David Cameron did not intend to brand all opponents of air strikes against Islamic State in Syria as "terrorist sympathisers", Foreign Secretary Philip Hammond has said.
The Prime Minister infuriated Labour after he urged Conservative MPs not to go through the division lobbies with people who he described as a "bunch of terrorist sympathisers" in tonight's crucial Commons vote on military action.
A spokesman for Labour leader Jeremy Corbyn denounced his comments - made last night at a private gathering of Tory MPs - as a "desperate slur" which demeaned his office.
But Mr Hammond insisted they were not aimed at long-standing opponents of war like Mr Corbyn, whose views he said were "obviously sincerely held".
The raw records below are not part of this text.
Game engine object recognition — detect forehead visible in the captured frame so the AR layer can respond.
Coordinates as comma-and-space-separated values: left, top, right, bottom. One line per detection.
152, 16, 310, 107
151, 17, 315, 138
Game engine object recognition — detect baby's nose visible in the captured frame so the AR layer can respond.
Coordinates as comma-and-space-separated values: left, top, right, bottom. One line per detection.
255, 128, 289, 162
He suggested Mr Cameron was thinking of former London mayor Ken Livingstone - a close ally of Mr Corbyn - who caused outrage with his recent claim that the 7/7 London bombers "gave their lives" for a cause they believed in.
"I suspect that he was referring to some high profile comments that people like Ken Livingstone have recently made which, in my view, are extremely ill-advised and do betray a long strand of sympathy for people that, frankly, most of us would have no sympathy for," he told ITV1's Good Morning Britain.
"I don't think the Prime Minister was intending to characterise the great majority of people who are against us in this debate as in any way holding those views.
"We know that many people on the other side of this debate will have wrestled long and hard with their consciences."